I thought that I was waiting for tickets in an awfully long, slow line until I realized that I had shown up at the wrong place. And, what I thought were people in the line were actually some kind of tall vegetation. But, it did remind me of the time my college roommate was waiting to get Rolling Stones tickets when the crowd surged and he was pushed through a plate glass window. As the paramedics were putting him on the stretcher he was hollering out, “Get my tickets!!!” Well, maybe these two stories aren’t exactly alike, but standing there for such a long time did remind me of my old friend.

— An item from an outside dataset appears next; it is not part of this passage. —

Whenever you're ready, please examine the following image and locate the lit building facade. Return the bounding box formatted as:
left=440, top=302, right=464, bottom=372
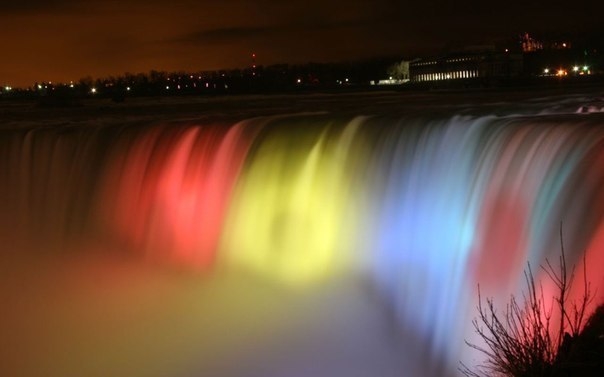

I’ll try to know where to go for sure the next time!
Sinking in the mire of life!
I have been green for quite a long time!  I'm just so sick about the things I see in this world....  How can a few tyrannize  the millions?   Why should prices rise without a shortage?  All the problems of our current time weigh me down and cause me to sink in the mire of life.  And though the world may weigh me down so far that I sink below the surface, I will cling to my faith in God even when my last breath is over!  And, I'm still looking for my lost marbles!  Maybe one fine day the solutions to this world's problems will all line up, and I will find the answers along with my marbles!




 
The Little Diving Duck
The little diving duck thought everything was going well; that is, until he realized that while swimming under water, he had somehow slipped over a waterfall.  He had been having such a wonderful time diving and swimming along the bottom of the river!  Perhaps it will be time to quit diving and soar out into the air!  After all, preventing a disaster is a good thing!











Singing in the woods!
My good friend and I went out into the lovely woods to practice our singing!  It was such a beautiful day!  The birds were chirping loudly, woodland animals were frolicking playfully along, and the warmth of the day made everything seem so nice!  When we thought we had reached a good place to practice our singing, we opened up our lungs and sang with such gusto that our notes reverberated around the forest!  The woods were very quiet as we finished our song.  At first I thought that the creatures of the woods were so enthralled with our singing that they just were besides themselves with joy, but then my friend said he had seem them running quickly for any exit from the woods that they could find...





Happy Dance!
I'm doing my happy dance just because that's the way I feel!!!



Shushed!
I came to the opinion that I knew everything!  I then proceeded to tell the world how smart I was!  I was almost immediately "Shushed!"  I was asked if I had heard the story "The Emperor's New Clothes!"  I replied that I hadn't, and then realized that I didn't know as much as I thought I did.  I also didn't understand the next comment, "You'd better go home and look in the mirror!"  I will need to re-evaluate my intelligence before speaking again.  I'll do that after I look in the mirror.


Too Gullible!

How many of you believe everything you see or hear about on the internet or in phone calls from people you don't know?  I can tell you right now that too many of you do that!  When a person tells me, "I have to send my bank's routing number because someone is going to put money in my account!" Or, "I've won the European lottery!" without actually being in Europe, I just want to scream at them, "Quit being so gullible!!!!"  Some then reply, "Gull-e-bull?  I've never seen one.  Can they really fly?"